PSERS' third fund, started in 1997, turned $50 million into $69 million for the Pennsylvania Public School Employees' Retirement System and other early clients. That got the fund group run by Keith, a former Fidelity Bank executive, national attention. His team convinced the Pennsylvania state workers' pension system (SERS) to invest $75 million in TL next two, larger, investment funds, which opened in 1999 and 2000, at the height of the dot.com bubble.

Since then, the state pension system has paid Keith's firm annual management fees totalling more than $11 million. In return, according to its latest annual report, those TL funds have repaid just $39 million of the state's $75 million investment; they have failed to deliver profits. The firm has a similar record investing for Philadelphia's underfunded pension system.

Last year, Keith made the news as no money manager wants to make the news: He was ordered by the Securities and Exchange Commission to pay $295,000 in returned fees and penalties to the state and city, after he was caught giving illegal campaign contributions to Pennsylvania Gov. Tom Corbett and Philadelphia Mayor Michael Nutter. Keith, a longtime contributor to top Pennsylvania elected officials, had run afoul of a new federal ban on firms collecting fees from state and local governments while giving money to their politicians.

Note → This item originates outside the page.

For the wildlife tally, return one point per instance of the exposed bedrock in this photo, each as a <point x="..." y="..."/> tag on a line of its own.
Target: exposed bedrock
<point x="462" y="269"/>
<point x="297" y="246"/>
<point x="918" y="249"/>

Keith's peers are more appreciative: Earlier this month, Keith's fellow investment professionals at PACT, the Greater Philadelphia Alliance for Capital and Technology, announced plan to honor Keith with this year's Legend Award for Lifetime Achievement.

As an outsider, that looked surprising to me, given TL's investment record. I phoned TL's office to ask him about it, but Keith, who I remember as an avuncular and persuasive advocate of Philadelphia venture capital back in the dot.com bubble days, hasn't returned my calls since his funds' valuations fell in the mid-2000s.

So I asked PACT leaders to tell why they admire him. "It was a virtually unanimous decision to give this to Bob Keith," investment banker Charles Robins, of Fairmount Partners, which is co-sponsoring the award, told me. He praised Keith's tireless and "self-effacing" work to build up Philadelphia-area venture capital groups, emerging companies, company founders and nonprofits.

State Treasurer Rob McCord, who ran one of PACT's predecessor organizations, was uncharacteristically silent when I contacted his office to ask about Keith on Jan. 8. "Thanks for the invitation, but Rob is going to pass on this one," his spokesman, Gary Tuma, told me in an email.

RoseAnn B. Rosenthal, who runs the state-backed Ben Franklin Technology Partnership, which channels state funds (and, lately, investments by First Niagara Bank and others) to promising small technology companies, was similarly grateful to Keith, noting that Philadelphia has long needed to develop an early-stage funding community of its own, and Keith was among the sector's most active organizers and supporters.

PACT executive Dean Miller said Keith, from his Fidelity Bank days forward, had played a personal role backing firms like Airgas, TDH, QVC and Brandywine Asset Management, and noted some of the people TL backed in the dot-com boom had gone on to greater things: for example, Jonathan Brassington, who headed one of TL's early bets, now heads successful outsourcer LiquidHub (backed by Michael DiPiano's NewSpring fund, among others), and now serves as chairman of PACT.

None of that has done much good for TL's investors, such as the underfunded state and city pension funds, I noted. Miller said he thought Keith's lifetime investment record was a lot more positive than the state's posted results, though he did not provide any data to support that.

Which is too bad; it seems to me reasonable that investment pros, for all the good they may do one another, should naturally be known first by what they do for the clients who pay them to manage money. Especially when their client is the public. (This item has been updated several times since it was posted.)